Notre collectivité aime le divertissement. Les gens ne votent plus tout en passant l’essentiel de leur temps à regarder ou à écouter des débats où s’affrontent des politiciens roués, des éditorialistes bien renseignés, des intellectuels médiatiques… on y parle de vérité, de justice, de progrès, certes, mais pour regretter leur disparition de l’espace public. La verbosité des protagonistes brouille les arguments, bafouant la supposée Raison. L’agora républicaine est devenue un cirque. Qui consacre trop souvent la victoire de celui qui a le verbe le plus haut… la jubilation des mots piétine parfois la lucidité, l’humilité, la cohérence. Offrant à quelques-uns la possibilité de reconquérir une légitimité érodée dans le regard de l’opinion. Ce qui n’est pas négligeable pour des éminences descendues de leur piédestal. Et loin de faire cesser l’usurpation et la confusion, tout le battage médiatique auquel on assiste ne nous renseigne en rien, véritablement, sur un monde étrange – celui des gens d’en haut – dont la complexité s’est démultipliée et qui, chahuté par des dysfonctionnements pourtant, discuté continuellement, traversé par des contraintes court-termistes et des archaïsmes rédhibitoires, emporte nos destinées vers demain.

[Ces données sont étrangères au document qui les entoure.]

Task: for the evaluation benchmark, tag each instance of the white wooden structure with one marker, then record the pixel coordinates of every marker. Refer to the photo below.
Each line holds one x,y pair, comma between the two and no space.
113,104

Une extrême médiatisation et l’inflation de la renommée ne sont pas synonymes de légitimité. Ni de capital politique susceptible d’être mathématiquement converti en majorité qualifiée citoyenne. Une information relayée, amplifiée et que nous ingurgitons même contre notre gré n’a de qualité que si elle va au-delà des faits pour les contextualiser, les analyser. L’information la plus pertinente – celle qui pourrait éventuellement déterminer nos choix – ne nous est pas automatiquement acquise : nous devons aller la chercher y compris dans des canaux de distribution spécifiques, à travers les réseaux sociaux, par exemple. Communiquer en abondance sans avoir le souci de la mise en évidence des liens de causalité pour expliquer, éclairer une situation ne permet pas, selon moi, d’échapper au schème d’une histoire linéaire. Naïve. Et sans surprise.